Неистовый бег горной реки – это твои поцелуи вдоль шеи с особым жадным упоением в выемке, ласка не знающего пощады языка лишь затем, чтобы так неотвратимо устремиться вниз, затирая, излечивая губами отголосок боли от сжавшихся пальцев. Я податливей воска под губами непримиримого и неистребимого фантома. Во сне так легко открыть свою сущность и отпустить себя в свободный полет, к тем вершинам, которые никогда не были доступны в реальности! Выгибаться в его руках податливым, жаждущим ласк и прикосновений телом, считать каждый удар пульсирующего естества, ощутить изгиб рельефа пресса и грудных мышц – запомнить каждой клеткой, каждым вкусовым рецептором, потому как мало прикосновения лишенных свободы пальцев!

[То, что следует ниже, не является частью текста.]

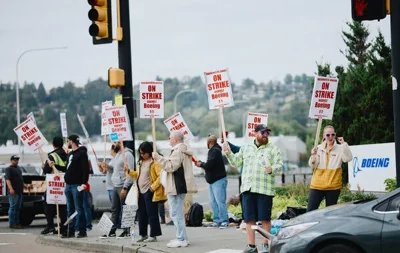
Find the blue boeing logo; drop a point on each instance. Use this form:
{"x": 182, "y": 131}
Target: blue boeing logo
{"x": 369, "y": 163}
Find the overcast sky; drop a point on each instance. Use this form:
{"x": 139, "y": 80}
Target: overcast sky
{"x": 261, "y": 39}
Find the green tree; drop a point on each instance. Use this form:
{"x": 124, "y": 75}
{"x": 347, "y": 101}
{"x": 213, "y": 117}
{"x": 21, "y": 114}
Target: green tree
{"x": 41, "y": 94}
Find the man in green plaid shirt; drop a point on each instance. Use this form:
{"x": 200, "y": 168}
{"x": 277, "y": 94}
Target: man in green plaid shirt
{"x": 260, "y": 160}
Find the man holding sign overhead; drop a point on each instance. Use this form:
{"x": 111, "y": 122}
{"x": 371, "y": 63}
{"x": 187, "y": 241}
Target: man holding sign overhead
{"x": 260, "y": 160}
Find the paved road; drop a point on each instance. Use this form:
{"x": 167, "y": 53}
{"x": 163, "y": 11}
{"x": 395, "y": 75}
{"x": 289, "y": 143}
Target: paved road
{"x": 24, "y": 240}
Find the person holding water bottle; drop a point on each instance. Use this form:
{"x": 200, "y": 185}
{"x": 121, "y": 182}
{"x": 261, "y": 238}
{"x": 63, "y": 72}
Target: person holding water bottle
{"x": 260, "y": 161}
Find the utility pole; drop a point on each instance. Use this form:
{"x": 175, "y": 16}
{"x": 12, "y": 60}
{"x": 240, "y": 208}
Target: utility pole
{"x": 395, "y": 28}
{"x": 125, "y": 63}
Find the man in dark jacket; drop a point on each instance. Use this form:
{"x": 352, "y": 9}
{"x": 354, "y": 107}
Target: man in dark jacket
{"x": 216, "y": 177}
{"x": 76, "y": 176}
{"x": 15, "y": 188}
{"x": 56, "y": 159}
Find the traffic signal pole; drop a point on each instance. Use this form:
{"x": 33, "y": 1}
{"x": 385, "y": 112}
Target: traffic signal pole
{"x": 125, "y": 63}
{"x": 395, "y": 28}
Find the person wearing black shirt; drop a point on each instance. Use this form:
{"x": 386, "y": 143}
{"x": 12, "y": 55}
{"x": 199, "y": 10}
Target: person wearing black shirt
{"x": 76, "y": 176}
{"x": 56, "y": 159}
{"x": 15, "y": 188}
{"x": 216, "y": 177}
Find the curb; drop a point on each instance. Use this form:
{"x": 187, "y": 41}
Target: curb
{"x": 94, "y": 247}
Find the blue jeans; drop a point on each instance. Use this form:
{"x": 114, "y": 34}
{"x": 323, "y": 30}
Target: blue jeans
{"x": 176, "y": 204}
{"x": 110, "y": 195}
{"x": 217, "y": 194}
{"x": 15, "y": 207}
{"x": 75, "y": 203}
{"x": 88, "y": 212}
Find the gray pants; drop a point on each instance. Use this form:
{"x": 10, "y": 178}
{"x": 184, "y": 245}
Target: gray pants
{"x": 116, "y": 208}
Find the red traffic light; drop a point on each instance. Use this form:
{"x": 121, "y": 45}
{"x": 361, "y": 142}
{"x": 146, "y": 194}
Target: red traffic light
{"x": 100, "y": 15}
{"x": 368, "y": 9}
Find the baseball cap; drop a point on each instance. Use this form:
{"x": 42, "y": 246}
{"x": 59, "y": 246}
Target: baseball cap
{"x": 14, "y": 157}
{"x": 74, "y": 138}
{"x": 261, "y": 127}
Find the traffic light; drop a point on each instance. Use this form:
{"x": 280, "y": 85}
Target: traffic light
{"x": 100, "y": 15}
{"x": 116, "y": 78}
{"x": 368, "y": 9}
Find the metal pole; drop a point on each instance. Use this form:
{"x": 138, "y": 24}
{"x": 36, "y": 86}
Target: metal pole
{"x": 395, "y": 26}
{"x": 125, "y": 63}
{"x": 17, "y": 84}
{"x": 177, "y": 94}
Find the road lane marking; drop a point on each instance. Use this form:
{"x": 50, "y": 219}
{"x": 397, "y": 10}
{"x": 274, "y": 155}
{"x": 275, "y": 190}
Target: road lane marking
{"x": 15, "y": 233}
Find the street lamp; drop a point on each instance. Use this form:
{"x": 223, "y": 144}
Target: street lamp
{"x": 177, "y": 94}
{"x": 17, "y": 83}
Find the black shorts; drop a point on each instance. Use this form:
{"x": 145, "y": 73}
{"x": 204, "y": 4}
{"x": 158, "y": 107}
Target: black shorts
{"x": 256, "y": 207}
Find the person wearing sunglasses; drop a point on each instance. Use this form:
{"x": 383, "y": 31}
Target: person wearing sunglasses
{"x": 260, "y": 161}
{"x": 326, "y": 161}
{"x": 147, "y": 177}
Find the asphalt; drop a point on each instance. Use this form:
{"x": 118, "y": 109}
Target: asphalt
{"x": 201, "y": 240}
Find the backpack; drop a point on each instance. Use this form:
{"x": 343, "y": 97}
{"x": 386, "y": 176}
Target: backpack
{"x": 194, "y": 218}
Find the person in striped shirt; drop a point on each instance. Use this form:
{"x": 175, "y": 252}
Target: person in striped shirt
{"x": 260, "y": 161}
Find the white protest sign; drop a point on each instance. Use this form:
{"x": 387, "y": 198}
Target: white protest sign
{"x": 31, "y": 116}
{"x": 219, "y": 89}
{"x": 151, "y": 99}
{"x": 104, "y": 124}
{"x": 177, "y": 123}
{"x": 63, "y": 120}
{"x": 83, "y": 126}
{"x": 253, "y": 119}
{"x": 105, "y": 224}
{"x": 118, "y": 122}
{"x": 55, "y": 189}
{"x": 30, "y": 135}
{"x": 128, "y": 216}
{"x": 323, "y": 97}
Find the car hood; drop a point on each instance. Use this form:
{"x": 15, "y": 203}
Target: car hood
{"x": 341, "y": 210}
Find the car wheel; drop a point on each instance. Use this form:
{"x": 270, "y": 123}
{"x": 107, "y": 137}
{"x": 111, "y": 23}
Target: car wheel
{"x": 337, "y": 248}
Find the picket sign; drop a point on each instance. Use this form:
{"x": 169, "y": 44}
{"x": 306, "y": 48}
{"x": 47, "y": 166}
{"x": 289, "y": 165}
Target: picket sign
{"x": 63, "y": 121}
{"x": 30, "y": 135}
{"x": 152, "y": 104}
{"x": 104, "y": 124}
{"x": 128, "y": 216}
{"x": 253, "y": 119}
{"x": 323, "y": 101}
{"x": 118, "y": 123}
{"x": 31, "y": 116}
{"x": 177, "y": 123}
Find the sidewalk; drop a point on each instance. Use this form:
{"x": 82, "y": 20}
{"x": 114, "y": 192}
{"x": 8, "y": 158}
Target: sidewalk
{"x": 201, "y": 240}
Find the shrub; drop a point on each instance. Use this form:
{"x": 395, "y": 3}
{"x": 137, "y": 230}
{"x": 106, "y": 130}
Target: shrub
{"x": 391, "y": 184}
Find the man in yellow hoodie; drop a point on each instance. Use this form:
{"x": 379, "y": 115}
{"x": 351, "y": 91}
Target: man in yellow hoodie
{"x": 326, "y": 161}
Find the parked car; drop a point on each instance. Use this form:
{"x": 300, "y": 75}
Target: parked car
{"x": 32, "y": 201}
{"x": 359, "y": 227}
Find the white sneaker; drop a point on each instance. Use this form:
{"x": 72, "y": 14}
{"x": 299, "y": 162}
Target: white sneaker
{"x": 177, "y": 244}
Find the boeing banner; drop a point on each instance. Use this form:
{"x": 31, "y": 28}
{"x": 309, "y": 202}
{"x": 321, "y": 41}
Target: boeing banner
{"x": 371, "y": 165}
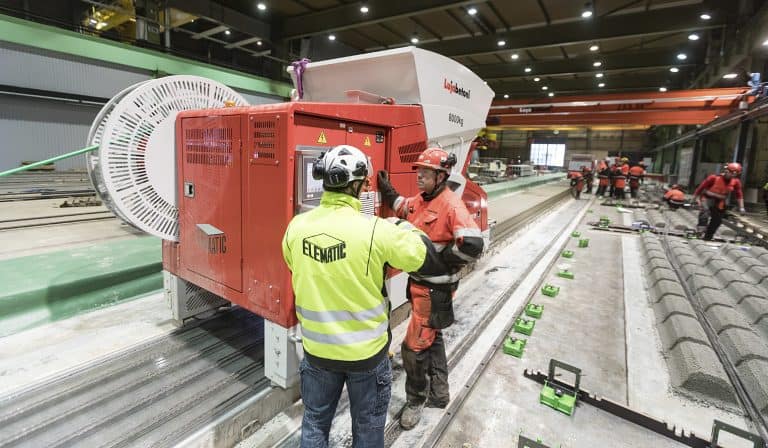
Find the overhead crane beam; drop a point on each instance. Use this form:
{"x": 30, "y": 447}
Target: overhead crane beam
{"x": 685, "y": 107}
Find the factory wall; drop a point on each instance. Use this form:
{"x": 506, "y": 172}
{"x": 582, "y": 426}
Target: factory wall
{"x": 514, "y": 144}
{"x": 49, "y": 100}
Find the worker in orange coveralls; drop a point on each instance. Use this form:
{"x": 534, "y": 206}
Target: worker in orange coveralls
{"x": 636, "y": 174}
{"x": 603, "y": 178}
{"x": 577, "y": 183}
{"x": 714, "y": 191}
{"x": 588, "y": 177}
{"x": 441, "y": 214}
{"x": 674, "y": 197}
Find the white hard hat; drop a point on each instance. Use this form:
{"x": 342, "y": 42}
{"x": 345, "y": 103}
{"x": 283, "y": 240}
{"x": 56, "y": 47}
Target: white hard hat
{"x": 340, "y": 166}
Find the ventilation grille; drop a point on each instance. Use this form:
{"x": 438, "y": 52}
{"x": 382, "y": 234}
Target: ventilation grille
{"x": 208, "y": 146}
{"x": 264, "y": 142}
{"x": 410, "y": 153}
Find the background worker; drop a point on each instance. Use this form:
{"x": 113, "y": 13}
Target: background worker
{"x": 588, "y": 177}
{"x": 712, "y": 196}
{"x": 603, "y": 178}
{"x": 577, "y": 183}
{"x": 337, "y": 257}
{"x": 441, "y": 214}
{"x": 636, "y": 174}
{"x": 674, "y": 197}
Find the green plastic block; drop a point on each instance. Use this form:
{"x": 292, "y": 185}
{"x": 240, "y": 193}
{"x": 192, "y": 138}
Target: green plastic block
{"x": 558, "y": 399}
{"x": 533, "y": 310}
{"x": 514, "y": 346}
{"x": 524, "y": 326}
{"x": 550, "y": 290}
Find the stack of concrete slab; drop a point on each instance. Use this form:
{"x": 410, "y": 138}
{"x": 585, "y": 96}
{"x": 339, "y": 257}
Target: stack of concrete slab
{"x": 693, "y": 365}
{"x": 730, "y": 286}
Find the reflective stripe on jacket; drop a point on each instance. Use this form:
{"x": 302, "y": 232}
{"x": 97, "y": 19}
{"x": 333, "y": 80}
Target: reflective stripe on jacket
{"x": 337, "y": 257}
{"x": 447, "y": 223}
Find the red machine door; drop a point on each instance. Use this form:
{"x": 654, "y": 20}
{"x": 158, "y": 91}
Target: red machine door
{"x": 210, "y": 203}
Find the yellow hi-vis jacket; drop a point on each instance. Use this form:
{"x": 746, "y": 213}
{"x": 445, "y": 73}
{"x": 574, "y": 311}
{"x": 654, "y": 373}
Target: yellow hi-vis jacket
{"x": 337, "y": 255}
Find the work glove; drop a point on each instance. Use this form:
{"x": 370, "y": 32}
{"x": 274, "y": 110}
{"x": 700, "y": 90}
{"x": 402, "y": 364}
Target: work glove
{"x": 388, "y": 192}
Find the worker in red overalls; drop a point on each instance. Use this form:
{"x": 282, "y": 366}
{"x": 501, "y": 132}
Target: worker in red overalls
{"x": 577, "y": 183}
{"x": 620, "y": 178}
{"x": 636, "y": 174}
{"x": 603, "y": 178}
{"x": 674, "y": 197}
{"x": 712, "y": 197}
{"x": 588, "y": 177}
{"x": 441, "y": 214}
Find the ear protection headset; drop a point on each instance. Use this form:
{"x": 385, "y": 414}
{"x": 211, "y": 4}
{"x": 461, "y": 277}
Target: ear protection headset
{"x": 336, "y": 174}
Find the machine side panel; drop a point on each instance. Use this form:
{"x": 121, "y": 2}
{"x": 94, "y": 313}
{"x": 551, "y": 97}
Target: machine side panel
{"x": 268, "y": 208}
{"x": 210, "y": 203}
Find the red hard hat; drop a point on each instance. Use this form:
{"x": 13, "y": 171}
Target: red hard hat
{"x": 733, "y": 166}
{"x": 436, "y": 159}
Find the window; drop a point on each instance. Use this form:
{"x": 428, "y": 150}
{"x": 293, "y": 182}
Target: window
{"x": 549, "y": 154}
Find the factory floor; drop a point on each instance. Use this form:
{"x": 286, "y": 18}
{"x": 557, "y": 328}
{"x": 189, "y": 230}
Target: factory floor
{"x": 601, "y": 322}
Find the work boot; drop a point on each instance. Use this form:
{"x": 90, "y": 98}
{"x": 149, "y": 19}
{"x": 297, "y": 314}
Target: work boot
{"x": 411, "y": 415}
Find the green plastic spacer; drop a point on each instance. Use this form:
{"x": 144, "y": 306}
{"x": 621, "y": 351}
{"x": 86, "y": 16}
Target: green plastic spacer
{"x": 550, "y": 290}
{"x": 524, "y": 326}
{"x": 557, "y": 395}
{"x": 533, "y": 310}
{"x": 514, "y": 346}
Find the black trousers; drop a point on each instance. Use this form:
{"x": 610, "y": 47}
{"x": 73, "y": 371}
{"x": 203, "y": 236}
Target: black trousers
{"x": 710, "y": 217}
{"x": 427, "y": 368}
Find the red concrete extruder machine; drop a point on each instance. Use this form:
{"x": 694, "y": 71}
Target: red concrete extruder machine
{"x": 186, "y": 159}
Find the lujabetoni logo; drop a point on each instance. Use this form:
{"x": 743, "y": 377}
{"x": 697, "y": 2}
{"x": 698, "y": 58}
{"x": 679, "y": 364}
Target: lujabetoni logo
{"x": 324, "y": 248}
{"x": 453, "y": 87}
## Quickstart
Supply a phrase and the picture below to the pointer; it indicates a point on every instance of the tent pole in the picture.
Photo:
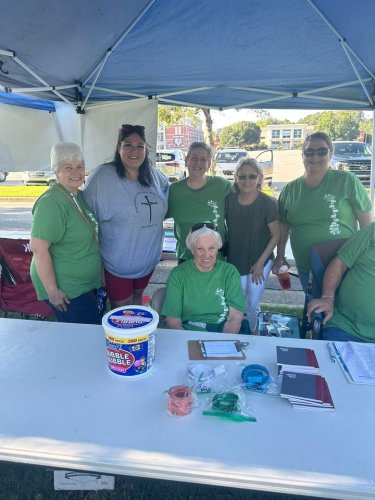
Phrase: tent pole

Сжатая пружина самых первобытных и безошибочных ощущений, открытых желаний неистовой близости и единения сжимается в тугой узел медленным, сладчайшим сжатием, зависшей реальностью за секунды до неумолимого давления, послушного раскрытия навстречу долгожданному вторжению. Мои города взлетят на воздух совсем скоро… Роковой прицел с промедлением, назови этот выстрел на поражение моим именем, пусть он никогда не получит широкой огласки, знать будем только мы вдвоем! Во сне я не боюсь запретов, я не боюсь даже поглощающего огня – впервые в жизни я знаю, что с ним делать!

Ты не будешь меня жалеть и играть в долгие прелюдии… Восторженный крик резкой боли в горячие губы, закрывшие мои властным поцелуем. Боль трансформируется в микроскопические разряды чистейшего удовольствия по сжавшимся стеночкам, напряженным внутренним мышцам с последующим толчком на полную длину, а мои бедра толкаются навстречу, уже не замечая стихающей боли, они хотят принять, поглотить до конца… Записать, запечатлеть, сохранить это непередаваемое ощущение. Ничему из этого больше никогда не уйти от моих мыслей. Это уже внутри, в каждом разряде пульса, в клетках бешено несущейся крови и нейронов, которым тоже передалось сейчас сумасшедшее удовольствие их обладательницы.

Это никуда не уйдет до тех пор, пока не остынет мое сердце, сейчас я верю в это, как никогда, это моя личная религия, мой неумолимый идол, мое установившееся мировоззрение! Как долго я буду искать эти отголоски в бездушных отражениях зеркал! Я все все еще боюсь их до безумия, но скоро перестану, как и находить твое отражение в любой беспощадной глянцевой поверхности. До этого далеко. Вечность и… пара шагов.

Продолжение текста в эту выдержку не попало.